The Key to Farming’s Future Lies in Information

Andrea Koch and Alex McBratney
Published: August 29, 2016 - 12:05AM

There has been growing optimism in Australia's agriculture sector in the past few years, with fast-growing Asian markets and new free trade agreements promising big increases in exports of food and fibre. As mining slows down, agriculture is being seen as the big growth industry. But as the dairy industry is discovering, simply ramping up production won't necessarily produce the right returns for farmers.

Australian agriculture has relied on a model of producing bulk commodities cheaply and keeping ahead of the world through the adoption of technology. In today's global markets, however, it will be increasingly difficult for Australia to compete with this low-cost commodity approach as other agricultural nations power up.

A painful example is unfolding in the Australian dairy industry, where the price paid to farmers for milk solids has been slashed. In spite of attempts to add value through processing and packaging, the industry has been caught by simple economic reality – a global over-supply of commodity milk.

Shocks such as the dairy industry crisis can be avoided in the future by changing the long-accepted view of Australia as a bulk commodity producer. Australian agriculture needs to get out of this mindset and find new ways to differentiate food and fibre products for large and even mass markets.

This fits with a big trend in food purchasing. Increasingly food buyers are demanding quality products of known provenance at good prices. They want to know how the food is produced, what the environmental footprint is, and they want specific nutritional qualities. Put simply, they want a whole lot more information about what they are consuming.

Adding information about how food is produced can transform Australia's low-cost commodities into highly value-added products.

In dairy, this is already happening. Single-source milk is the premium market example, where the customer is buying milk from a known farmer, farm, breed of cow, approach to soil and pasture management, and even the genetic history of the cows. A2 milk commands a nutritional price premium; it is differentiated at the farm through the selection of particular breeds of cows that produce milk with a difference, and this difference is carried right through to the customer.

To de-commoditise Australian agriculture, information about how each "commodity" is produced must be captured behind the farm gate, and then carried through the supply chain to the customer. So often farmers are producing products that have high differential value through the way they manage their soil and water, or how they treat their animals, or how they grow their crops. These approaches translate into food with much higher nutritional value and lower environmental impacts, but this value is lost the minute the product gets past the farm gate and into the commodity supply chain.

We now have the technology to change all this. Sensors are being imbedded into every aspect of farm systems, generating streams of information about soil moisture, plant and animal health, and a raft of other factors. Capturing this information tells the unique story of how food is being produced on each farm.
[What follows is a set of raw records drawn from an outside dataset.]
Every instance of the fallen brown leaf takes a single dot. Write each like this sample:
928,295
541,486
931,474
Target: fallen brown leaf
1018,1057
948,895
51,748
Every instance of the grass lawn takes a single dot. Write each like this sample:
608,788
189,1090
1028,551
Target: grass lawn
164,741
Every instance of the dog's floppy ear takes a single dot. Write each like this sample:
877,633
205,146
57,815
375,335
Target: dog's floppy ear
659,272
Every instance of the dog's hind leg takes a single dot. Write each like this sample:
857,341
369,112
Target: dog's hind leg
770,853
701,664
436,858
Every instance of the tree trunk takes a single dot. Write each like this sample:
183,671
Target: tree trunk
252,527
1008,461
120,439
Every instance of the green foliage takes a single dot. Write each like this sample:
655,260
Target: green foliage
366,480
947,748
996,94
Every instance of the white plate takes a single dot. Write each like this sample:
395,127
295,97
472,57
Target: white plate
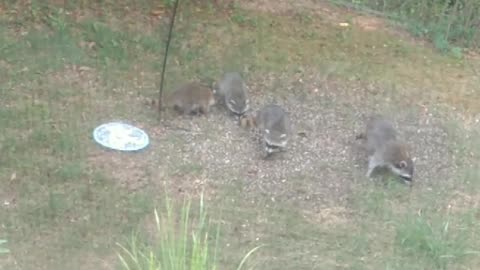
120,136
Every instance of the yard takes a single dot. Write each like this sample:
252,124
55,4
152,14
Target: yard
67,68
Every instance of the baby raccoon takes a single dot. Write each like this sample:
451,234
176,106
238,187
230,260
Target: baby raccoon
385,150
233,90
274,126
191,98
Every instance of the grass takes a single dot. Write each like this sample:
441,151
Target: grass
65,69
450,25
3,250
182,240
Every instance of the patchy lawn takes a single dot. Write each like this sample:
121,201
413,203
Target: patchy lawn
66,201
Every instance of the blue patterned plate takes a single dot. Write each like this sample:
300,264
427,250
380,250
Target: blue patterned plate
120,136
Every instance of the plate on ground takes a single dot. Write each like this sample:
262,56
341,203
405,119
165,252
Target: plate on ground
120,136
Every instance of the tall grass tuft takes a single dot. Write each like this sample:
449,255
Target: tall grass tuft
183,241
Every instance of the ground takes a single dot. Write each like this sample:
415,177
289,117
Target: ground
66,201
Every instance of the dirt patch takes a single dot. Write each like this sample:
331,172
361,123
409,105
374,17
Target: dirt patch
329,217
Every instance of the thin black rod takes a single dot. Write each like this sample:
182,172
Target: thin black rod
172,21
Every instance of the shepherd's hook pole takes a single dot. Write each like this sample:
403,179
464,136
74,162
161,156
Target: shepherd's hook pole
172,21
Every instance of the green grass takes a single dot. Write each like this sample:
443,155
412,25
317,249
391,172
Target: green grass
68,208
449,25
182,240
By creating new smart, sensorised food supply chains, it will be possible to digitally stamp provenance information on food and fibre behind the farm gate, and carry it right through to the customer. Instead of producing half a dozen bulk commodities, Australian farmers could be producing tens of thousands of value-added products of specified quality and known provenance.

This new approach to agriculture can be referred to as digital differentiation. The key challenge is to design, build and implement these new digital information supply chains – not just for dairy, but for all agricultural products. By adopting this approach, Australian farmers can start to realise the full economic value of how they are producing, not just what they are producing, and might just break the boom-bust vagaries of competitive global markets.

Andrea Koch is an Adjunct Associate Professor and Alex McBratney the Dean, Professor of Soil Science, of the Faculty of Agriculture and Environment at the University of Sydney.